Para provar que com um triciclo se vai longe, em março a micro-editora esteve na macro-feira de literatura infantil de Bolonha para participar numa conversa sobre revistas infantis, juntamente com a espanhola La Leche. Pouco depois foi a vez de montar uma banca na ELCAF (East London Comics & Arts Festival), em Londres, e daí vieram convites para outras feiras no estrangeiro (Bélgica e Antuérpia). De volta à Ar.Co, Tiago, Ana e Inês foram convidados para dar aulas e estão a orientar o curso de ilustração infantil em parceria com Catarina Sobral e ainda a preparar um seminário. Desde novembro têm algumas serigrafias originais expostas na Ó Galeria de Lisboa e este ano vão regressar à Fabrica Features para uma exposição em torno do brinquedo.

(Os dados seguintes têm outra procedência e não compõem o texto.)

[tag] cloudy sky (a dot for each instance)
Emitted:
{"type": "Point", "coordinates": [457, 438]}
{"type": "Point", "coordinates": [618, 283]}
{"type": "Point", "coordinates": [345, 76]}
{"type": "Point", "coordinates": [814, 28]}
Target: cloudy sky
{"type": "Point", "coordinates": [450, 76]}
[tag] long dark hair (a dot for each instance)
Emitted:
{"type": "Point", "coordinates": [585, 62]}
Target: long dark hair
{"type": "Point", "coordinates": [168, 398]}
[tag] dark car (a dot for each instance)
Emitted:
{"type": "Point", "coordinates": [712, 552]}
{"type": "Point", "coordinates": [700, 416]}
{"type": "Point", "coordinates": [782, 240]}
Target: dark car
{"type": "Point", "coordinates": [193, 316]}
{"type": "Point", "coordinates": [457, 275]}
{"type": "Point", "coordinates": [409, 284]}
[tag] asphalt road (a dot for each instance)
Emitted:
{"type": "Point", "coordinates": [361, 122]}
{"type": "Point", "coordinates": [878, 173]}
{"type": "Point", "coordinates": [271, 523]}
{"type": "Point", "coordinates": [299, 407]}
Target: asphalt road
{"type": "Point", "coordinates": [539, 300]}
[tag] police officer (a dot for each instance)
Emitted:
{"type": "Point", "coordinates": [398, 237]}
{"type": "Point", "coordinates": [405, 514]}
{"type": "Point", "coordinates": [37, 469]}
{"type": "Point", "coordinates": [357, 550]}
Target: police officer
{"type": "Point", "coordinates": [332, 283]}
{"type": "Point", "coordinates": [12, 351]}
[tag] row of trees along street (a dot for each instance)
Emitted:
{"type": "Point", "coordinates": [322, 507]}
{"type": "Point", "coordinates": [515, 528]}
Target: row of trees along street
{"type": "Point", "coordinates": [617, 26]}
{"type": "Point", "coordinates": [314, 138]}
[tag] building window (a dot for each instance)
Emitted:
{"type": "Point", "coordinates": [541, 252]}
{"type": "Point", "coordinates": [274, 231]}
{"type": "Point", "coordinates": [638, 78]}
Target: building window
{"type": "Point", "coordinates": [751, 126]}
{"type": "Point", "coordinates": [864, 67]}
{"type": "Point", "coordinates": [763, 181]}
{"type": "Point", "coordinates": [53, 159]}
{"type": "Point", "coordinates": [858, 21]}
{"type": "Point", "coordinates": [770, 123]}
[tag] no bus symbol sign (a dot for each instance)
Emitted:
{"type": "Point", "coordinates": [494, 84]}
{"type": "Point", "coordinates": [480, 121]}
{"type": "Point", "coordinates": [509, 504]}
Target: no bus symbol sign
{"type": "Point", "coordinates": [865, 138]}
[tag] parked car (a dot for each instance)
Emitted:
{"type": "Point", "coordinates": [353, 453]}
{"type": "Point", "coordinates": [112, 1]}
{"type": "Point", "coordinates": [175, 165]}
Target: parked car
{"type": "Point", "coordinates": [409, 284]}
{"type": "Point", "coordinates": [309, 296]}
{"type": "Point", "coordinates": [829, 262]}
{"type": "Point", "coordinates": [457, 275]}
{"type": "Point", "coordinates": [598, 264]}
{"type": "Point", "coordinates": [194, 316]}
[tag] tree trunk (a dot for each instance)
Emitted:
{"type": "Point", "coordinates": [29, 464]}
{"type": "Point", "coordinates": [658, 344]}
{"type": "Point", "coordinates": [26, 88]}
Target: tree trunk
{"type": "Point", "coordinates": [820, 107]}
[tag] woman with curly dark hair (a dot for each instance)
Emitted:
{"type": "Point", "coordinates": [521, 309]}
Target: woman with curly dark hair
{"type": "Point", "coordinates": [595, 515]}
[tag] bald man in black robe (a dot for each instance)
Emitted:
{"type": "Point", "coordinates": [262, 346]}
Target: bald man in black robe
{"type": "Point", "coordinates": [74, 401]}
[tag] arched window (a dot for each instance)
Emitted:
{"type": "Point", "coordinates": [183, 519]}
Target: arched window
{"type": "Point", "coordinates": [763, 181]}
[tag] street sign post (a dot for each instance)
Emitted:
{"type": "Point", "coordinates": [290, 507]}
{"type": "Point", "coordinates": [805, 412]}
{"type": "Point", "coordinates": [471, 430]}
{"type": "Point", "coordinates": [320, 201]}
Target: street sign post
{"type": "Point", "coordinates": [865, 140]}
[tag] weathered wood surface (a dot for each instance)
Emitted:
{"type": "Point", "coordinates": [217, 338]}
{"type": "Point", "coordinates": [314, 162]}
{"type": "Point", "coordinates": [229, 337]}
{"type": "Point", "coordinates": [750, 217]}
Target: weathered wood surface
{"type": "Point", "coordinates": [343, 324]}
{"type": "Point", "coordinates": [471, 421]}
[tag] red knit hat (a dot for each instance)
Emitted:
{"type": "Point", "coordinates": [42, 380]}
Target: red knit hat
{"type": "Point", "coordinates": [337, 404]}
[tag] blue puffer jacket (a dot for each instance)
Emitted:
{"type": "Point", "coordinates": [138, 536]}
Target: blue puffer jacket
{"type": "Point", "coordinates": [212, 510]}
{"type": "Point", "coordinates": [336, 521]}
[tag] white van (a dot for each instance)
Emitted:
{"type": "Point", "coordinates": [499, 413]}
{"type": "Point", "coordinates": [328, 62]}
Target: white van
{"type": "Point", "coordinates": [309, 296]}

No meio disto tudo, os fundadores da Triciclo gostavam de arranjar um rés do chão em Lisboa para ter um atelier com loja e espaço para workshops. A Nova Pombalina continuará a valer a pena, nem que seja pelas sandes e pelas toalhas amigas de quem gosta tanto de fazer ilustração em papel.
As revistas
Até agora a editora já lançou quatro revistas de passatempos e um Especial de Verão mais pequeno, para levar na mala. Com uma tiragem de 250 exemplares e um preço que tem variado entre os 11 e os 14 euros, cada revista é impressa em duas cores, do verde e roxo ao amarelo e azul. A primeira acompanha um dia na vida de um menino chamado André (com direito a navegar numa sopa de letras durante a hora do banho), a mais recente, lançada em Outubro, é sobre castigos e travessuras. Ao segundo número, feito a partir da ideia de que os círculos desapareceram do mundo, tornou-se evidente que, apesar do estilo de cada ilustrador ser bastante diferente, todos têm em comum o uso das formas geométricas.
Os livros
A publicação com mais cores apareceu para apresentar A Nova História da Arte da Triciclo (vol. 1), com clássicos como “O Grito” de Munch ou os banhistas de Georges Seurat a serem redesenhados pelos ilustradores. Seguiu-se 12 Soldados, o livro mais pequeno mas aquele que a editora chama carinhosamente de “obra-prima”. Impresso em serigrafia, conta com ilustrações de Inês Machado — a partir de uma coleção de cartões com fotografias de soldados, usados em maços de tabaco cubanos –, e com textos de Tiago Guerreiro, que inventou uma história para cada militar representado. Finalmente, no Dia da Criança deste ano foi a vez do lançamento de ABC do Cinema, uma compilação dos principais realizadores organizada alfabeticamente, com direito a curiosidades sobre cada génio ilustrado. Dois exemplos? O sonho de Robert Bresson era ser pintor e Manoel de Oliveira foi campeão de salto à vara três vezes.
Artigo publicado originalmente na revista Observador Lifestyle nº 2 (novembro de 2018).